AppSwitching Diary

This is Loosely Coupled. Skip directly to: Site Navigation, Page Content, Search, Section Navigation.

home	news	weblog	resources	services	about
Weekly emails:					how to	advanced search

news

feature articles
news headlines
news archive
latest releases

comment

opinion
weblog
comments

resources

glossary
events

services

email bulletins
special reports
syndication

Glossary lookup:

> how to > AppSwitching diary

Sunday, April 20, 2003

Date and time formats in RSS 2.0

There are two main ways of timestamping an item in an RSS 2.0 feed. You can either use the <pubDate> tag specified in Dave Winer's RSS 2.0 specification, or you can use the <dc:date> tag from the Dublin Core schema. They have identical meanings. But they use different timestamp formats.

RSS 2.0 <pubDate> uses the date and time format defined in RFC # 822, a standard for internet messages that dates from 1982 (but using 4 digits for the year instead of the two specified in the original, pre-Y2K document). This is a very natural format, rendering timestamps as, for example, "Sat, 19 Apr 2003 23:40:26 GMT". Dublin Core's <dc:date>, on the other hand, uses a W3C submission based on ISO 8601, the International Standard for the representation of dates and times. This format is not as user-friendly, rendering the same example as "2003-04-19T23:40:26-00:00". For some reason, PHP's strtotime() function doesn't parse it, either, so if you or your subscribers are going to want to read the timestamp using PHP, you'll save them some trouble if you use <pubDate> instead.

Whichever you use, bear in mind that the timestamp provided can be either the creation date or the availability date (ie the publication date), which might be a date in the future rather than the past. The same tags may also be used in the <channel> element of the feed. Here, they are usually taken as being when the feed was last modified, but that's not formally required. Oddly, there's no commonly accepted tag for marking 'last modified' for items where it makes sense to record this information in addition to a 'first published' timestamp (for example in a feed of glossary definitions). Which just goes to show some of the difficulties you get into when you start trying to do really meaningful semantic markup.

PS: This is the first of the occasional articles and tips I mentioned in my previous posting, although the redesign I mentioned there is still pending at the moment. It seemed like a good idea to publish this anyway, since the information doesn't seem to be easily available anywhere else on the Web. I'm glad to see that there are moves afoot to put forward RSS 2.0 as a submission to the IETF, and I hope that will also encourage the emergence of readily available best-practice guidance that people can turn to when developing practical implementations.

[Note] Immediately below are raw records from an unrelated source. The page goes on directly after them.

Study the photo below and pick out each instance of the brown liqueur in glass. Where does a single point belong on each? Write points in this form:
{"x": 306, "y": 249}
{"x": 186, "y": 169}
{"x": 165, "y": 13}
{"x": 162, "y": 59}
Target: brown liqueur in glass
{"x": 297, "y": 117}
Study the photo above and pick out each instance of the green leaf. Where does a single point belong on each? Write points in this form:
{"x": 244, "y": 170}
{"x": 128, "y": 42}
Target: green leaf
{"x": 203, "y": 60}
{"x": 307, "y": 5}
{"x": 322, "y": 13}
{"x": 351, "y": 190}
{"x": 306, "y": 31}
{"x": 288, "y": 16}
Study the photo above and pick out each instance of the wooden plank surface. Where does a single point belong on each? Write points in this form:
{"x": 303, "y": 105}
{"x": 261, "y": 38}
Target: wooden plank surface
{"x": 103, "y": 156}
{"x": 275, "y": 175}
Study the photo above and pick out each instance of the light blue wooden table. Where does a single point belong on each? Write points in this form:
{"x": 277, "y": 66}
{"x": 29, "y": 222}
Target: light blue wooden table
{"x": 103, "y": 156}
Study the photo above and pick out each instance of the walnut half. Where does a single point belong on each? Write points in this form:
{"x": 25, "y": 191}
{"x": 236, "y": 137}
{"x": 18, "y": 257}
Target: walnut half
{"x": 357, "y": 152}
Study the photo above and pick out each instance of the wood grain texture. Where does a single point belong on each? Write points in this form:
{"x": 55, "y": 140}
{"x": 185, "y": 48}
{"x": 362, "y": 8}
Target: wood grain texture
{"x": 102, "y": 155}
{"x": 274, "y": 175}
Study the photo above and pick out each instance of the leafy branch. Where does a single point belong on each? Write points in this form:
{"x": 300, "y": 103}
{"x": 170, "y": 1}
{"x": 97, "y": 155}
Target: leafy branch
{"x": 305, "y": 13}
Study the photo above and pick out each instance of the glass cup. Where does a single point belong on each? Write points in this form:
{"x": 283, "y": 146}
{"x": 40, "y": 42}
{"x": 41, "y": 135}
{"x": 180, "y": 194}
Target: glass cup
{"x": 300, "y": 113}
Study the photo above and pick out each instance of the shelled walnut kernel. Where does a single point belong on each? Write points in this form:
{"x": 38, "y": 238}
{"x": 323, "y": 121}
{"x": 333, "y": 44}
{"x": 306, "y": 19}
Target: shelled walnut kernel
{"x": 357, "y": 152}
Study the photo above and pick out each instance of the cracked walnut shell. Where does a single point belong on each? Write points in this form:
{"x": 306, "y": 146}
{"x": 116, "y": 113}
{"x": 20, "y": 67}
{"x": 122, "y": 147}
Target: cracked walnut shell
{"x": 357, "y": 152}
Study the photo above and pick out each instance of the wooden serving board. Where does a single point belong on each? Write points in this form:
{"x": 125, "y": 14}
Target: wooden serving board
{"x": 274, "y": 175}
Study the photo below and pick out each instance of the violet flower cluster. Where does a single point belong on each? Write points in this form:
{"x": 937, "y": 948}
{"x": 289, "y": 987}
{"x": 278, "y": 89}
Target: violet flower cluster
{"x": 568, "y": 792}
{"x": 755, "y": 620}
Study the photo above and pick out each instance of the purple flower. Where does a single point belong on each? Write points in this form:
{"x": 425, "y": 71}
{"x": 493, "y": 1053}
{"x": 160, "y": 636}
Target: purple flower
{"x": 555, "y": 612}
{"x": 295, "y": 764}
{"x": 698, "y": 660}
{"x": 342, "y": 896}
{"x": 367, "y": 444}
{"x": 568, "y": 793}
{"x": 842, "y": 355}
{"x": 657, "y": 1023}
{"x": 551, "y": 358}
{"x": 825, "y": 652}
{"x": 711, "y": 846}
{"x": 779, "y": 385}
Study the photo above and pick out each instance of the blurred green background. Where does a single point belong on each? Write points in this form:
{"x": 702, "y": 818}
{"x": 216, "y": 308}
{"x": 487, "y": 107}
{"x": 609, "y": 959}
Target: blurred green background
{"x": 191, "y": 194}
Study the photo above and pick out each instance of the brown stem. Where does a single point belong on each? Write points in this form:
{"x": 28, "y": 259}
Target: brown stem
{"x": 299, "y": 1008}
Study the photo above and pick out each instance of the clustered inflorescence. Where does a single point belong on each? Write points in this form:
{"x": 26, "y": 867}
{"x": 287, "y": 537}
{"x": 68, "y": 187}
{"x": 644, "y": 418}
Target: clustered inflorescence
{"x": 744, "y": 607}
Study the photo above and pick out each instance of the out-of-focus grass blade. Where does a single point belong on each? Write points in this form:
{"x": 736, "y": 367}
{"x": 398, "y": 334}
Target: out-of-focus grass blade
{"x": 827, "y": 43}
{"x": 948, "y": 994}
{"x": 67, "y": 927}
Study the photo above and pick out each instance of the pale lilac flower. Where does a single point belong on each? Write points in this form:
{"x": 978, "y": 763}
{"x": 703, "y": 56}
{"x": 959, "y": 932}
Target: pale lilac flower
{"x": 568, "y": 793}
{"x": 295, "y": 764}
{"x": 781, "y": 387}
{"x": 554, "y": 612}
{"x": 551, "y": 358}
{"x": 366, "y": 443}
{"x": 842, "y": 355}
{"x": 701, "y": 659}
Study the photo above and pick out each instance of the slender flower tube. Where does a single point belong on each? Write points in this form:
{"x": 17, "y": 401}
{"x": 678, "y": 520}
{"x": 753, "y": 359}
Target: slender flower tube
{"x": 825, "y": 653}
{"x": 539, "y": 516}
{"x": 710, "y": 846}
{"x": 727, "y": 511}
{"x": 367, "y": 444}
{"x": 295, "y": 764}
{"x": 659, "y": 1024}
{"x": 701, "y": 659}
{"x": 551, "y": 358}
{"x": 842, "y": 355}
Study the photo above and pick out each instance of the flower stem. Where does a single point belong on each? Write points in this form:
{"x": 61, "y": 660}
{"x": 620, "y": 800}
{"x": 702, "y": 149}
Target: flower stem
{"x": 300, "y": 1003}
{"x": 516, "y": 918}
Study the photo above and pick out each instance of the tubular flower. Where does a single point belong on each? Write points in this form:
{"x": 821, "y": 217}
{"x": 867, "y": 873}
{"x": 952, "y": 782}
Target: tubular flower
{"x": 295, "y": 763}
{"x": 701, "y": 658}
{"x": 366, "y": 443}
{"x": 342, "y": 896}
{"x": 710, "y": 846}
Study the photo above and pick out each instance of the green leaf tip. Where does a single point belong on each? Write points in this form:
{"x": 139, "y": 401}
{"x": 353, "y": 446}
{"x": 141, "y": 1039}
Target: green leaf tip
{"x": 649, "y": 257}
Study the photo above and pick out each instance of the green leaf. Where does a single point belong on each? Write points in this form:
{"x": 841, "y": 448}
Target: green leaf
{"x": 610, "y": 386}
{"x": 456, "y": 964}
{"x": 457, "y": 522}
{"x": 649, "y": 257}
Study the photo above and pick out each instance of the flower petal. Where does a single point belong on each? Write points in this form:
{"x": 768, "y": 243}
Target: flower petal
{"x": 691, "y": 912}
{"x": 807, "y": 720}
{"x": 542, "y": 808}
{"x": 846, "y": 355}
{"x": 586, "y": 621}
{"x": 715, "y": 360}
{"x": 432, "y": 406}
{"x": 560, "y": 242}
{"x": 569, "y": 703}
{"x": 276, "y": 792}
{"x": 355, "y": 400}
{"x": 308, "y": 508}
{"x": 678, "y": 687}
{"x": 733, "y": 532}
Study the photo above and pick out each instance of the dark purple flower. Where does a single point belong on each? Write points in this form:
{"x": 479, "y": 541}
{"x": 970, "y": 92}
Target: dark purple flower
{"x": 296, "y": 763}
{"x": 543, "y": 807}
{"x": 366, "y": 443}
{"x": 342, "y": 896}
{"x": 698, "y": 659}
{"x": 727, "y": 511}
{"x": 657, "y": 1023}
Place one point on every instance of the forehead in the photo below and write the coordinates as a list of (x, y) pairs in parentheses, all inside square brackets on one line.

posted by Phil 5:40 AM (GMT) | comments | link

Friday, March 28, 2003

Upcoming changes

Keeping an occasional diary of tips and observations about the experience of developing the Loosely Coupled website has been an interesting exercise, but it's ended up becoming rather sporadic. We're currently approaching a redesign of the Loosely Coupled site, and so as part of that we've decided to cease keeping the AppSwitching Diary as a separate weblog. The existing entries will remain online with the same permalinks, but any new material will either be added to the main Loosely Coupled weblog, or else published as separate, standalone articles.

As part of the redesign, we'll be turning this page into a more useful overview of the various articles that have appeared over the past nine months, grouping them according to various subject groups that will make it easier to find items on specific topics, such as a method for Adding external content management to Blogger Pro, instructions for Publishing comments online using Xara Modules, advice on Creating password-protected directories and How to remember all your passwords.

The new presentation format will be better suited to adding new articles, which we certainly intend to do, though on a less frequent basis than in the weblog. The most popular entries have tended to be those which give advice and instructions for specific tasks, and certainly we've accumulated quite a lot of knowledge that we could pass on. One of the enabling factors in giving up the weblog format has been the in-house development of a XML-based publishing system that we can use for publishing articles, and that's one potential topic we could cover, for example.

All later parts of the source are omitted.